I tried running aptitude with -V and -v options, but still it did not
clearly
indicate what versions of the packages were not trusted or from what
source
they were not trusted or, specifically, why they were not trusted.
I don't know much about aptitude or the trust system, so maybe my ideas
are
unfounded. All I can say for certain is that the warning highlighted the
risk
but did not give enough information to easily determine the root cause
of the
failure or to correct it and I am quite certain aptitude had and could
easily
have provided more information along with the warning.
-- Package-specific info:
aptitude 0.6.3 compiled at Jul 10 2010 21:00:20
Compiler: g++ 4.4.4
Compiled against:
apt version 4.8.0
NCurses version 5.7
libsigc++ version: 2.2.4.2
Ept support enabled.
Gtk+ support disabled.
Current library versions:
NCurses version: ncurses 5.7.20100313
cwidget version: 0.5.16
Apt version: 4.8.0
linux-vdso.so.1 => (0x00007fff579ff000)
libapt-pkg-libc6.9-6.so.4.8 => /usr/lib/libapt-pkg-libc6.9-6.so.4.8
(0x00007f637b773000)
libncursesw.so.5 => /lib/libncursesw.so.5 (0x00007f637b520000)

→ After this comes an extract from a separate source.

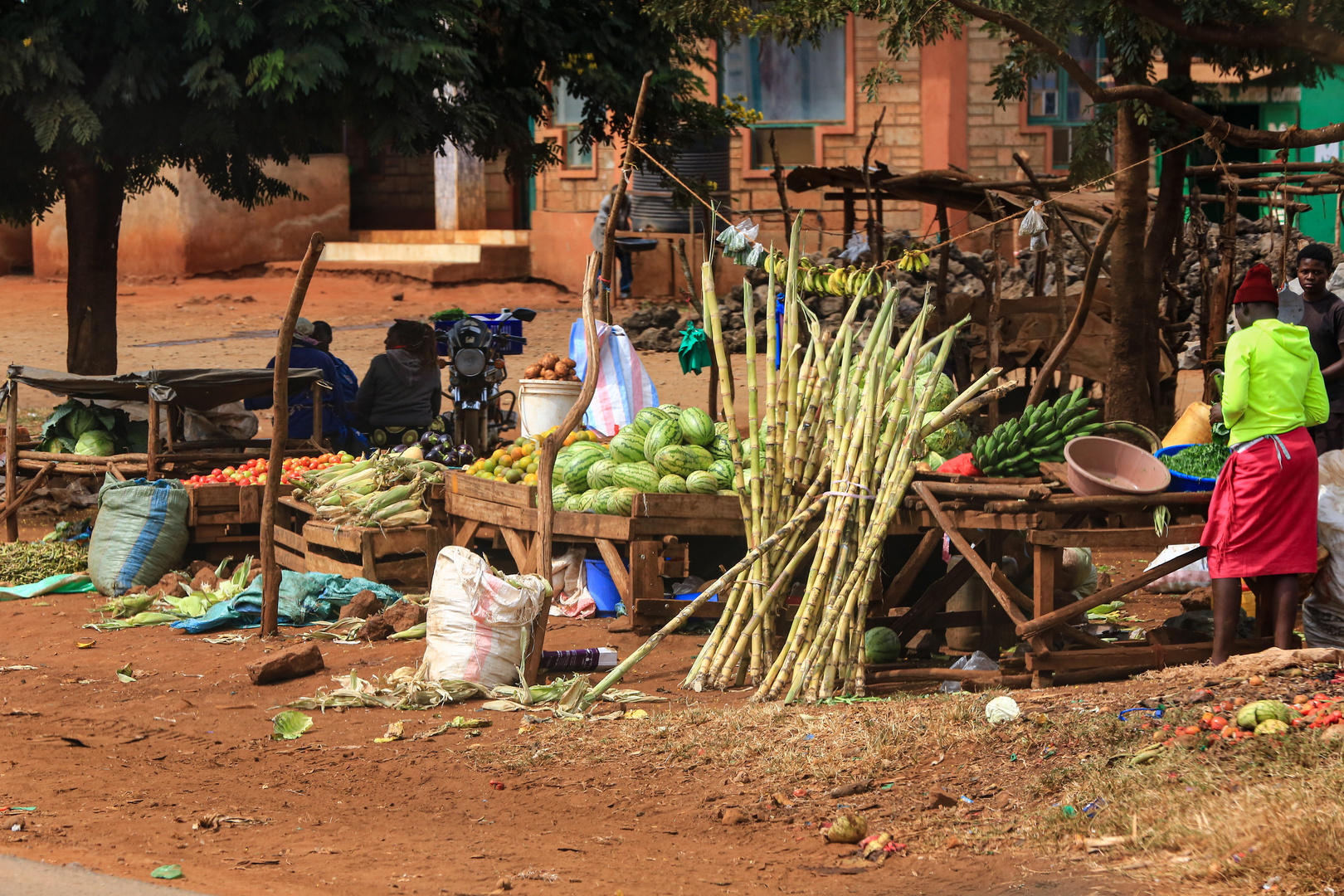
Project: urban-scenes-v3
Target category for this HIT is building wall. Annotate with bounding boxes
[0,224,32,274]
[533,19,1049,295]
[32,154,349,278]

libsigc-2.0.so.0 => /usr/lib/libsigc-2.0.so.0 (0x00007f637b31a000)
libcwidget.so.3 => /usr/lib/libcwidget.so.3 (0x00007f637b04e000)

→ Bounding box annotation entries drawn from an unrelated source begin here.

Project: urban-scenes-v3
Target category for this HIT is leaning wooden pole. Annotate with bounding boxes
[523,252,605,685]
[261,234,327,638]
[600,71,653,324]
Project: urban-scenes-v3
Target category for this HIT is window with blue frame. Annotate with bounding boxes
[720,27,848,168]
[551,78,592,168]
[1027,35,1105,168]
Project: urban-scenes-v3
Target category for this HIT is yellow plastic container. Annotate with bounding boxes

libept.so.1 => /usr/lib/libept.so.1 (0x00007f637adfc000)
libxapian.so.15 => /usr/lib/libxapian.so.15 (0x00007f637aaa7000)
libz.so.1 => /usr/lib/libz.so.1 (0x00007f637a88f000)
libsqlite3.so.0 => /usr/lib/libsqlite3.so.0 (0x00007f637a5ff000)
libboost_iostreams.so.1.42.0 => /usr/lib/libboost_iostreams.so.1.42.0
(0x00007f637a3e3000)
libpthread.so.0 => /lib/libpthread.so.0 (0x00007f637a1c7000)
libstdc++.so.6 => /usr/lib/libstdc++.so.6 (0x00007f6379eb3000)
libm.so.6 => /lib/libm.so.6 (0x00007f6379c30000)
libgcc_s.so.1 => /lib/libgcc_s.so.1 (0x00007f6379a1a000)
libc.so.6 => /lib/libc.so.6 (0x00007f63796b9000)
libutil.so.1 => /lib/libutil.so.1 (0x00007f63794b5000)
libdl.so.2 => /lib/libdl.so.2 (0x00007f63792b1000)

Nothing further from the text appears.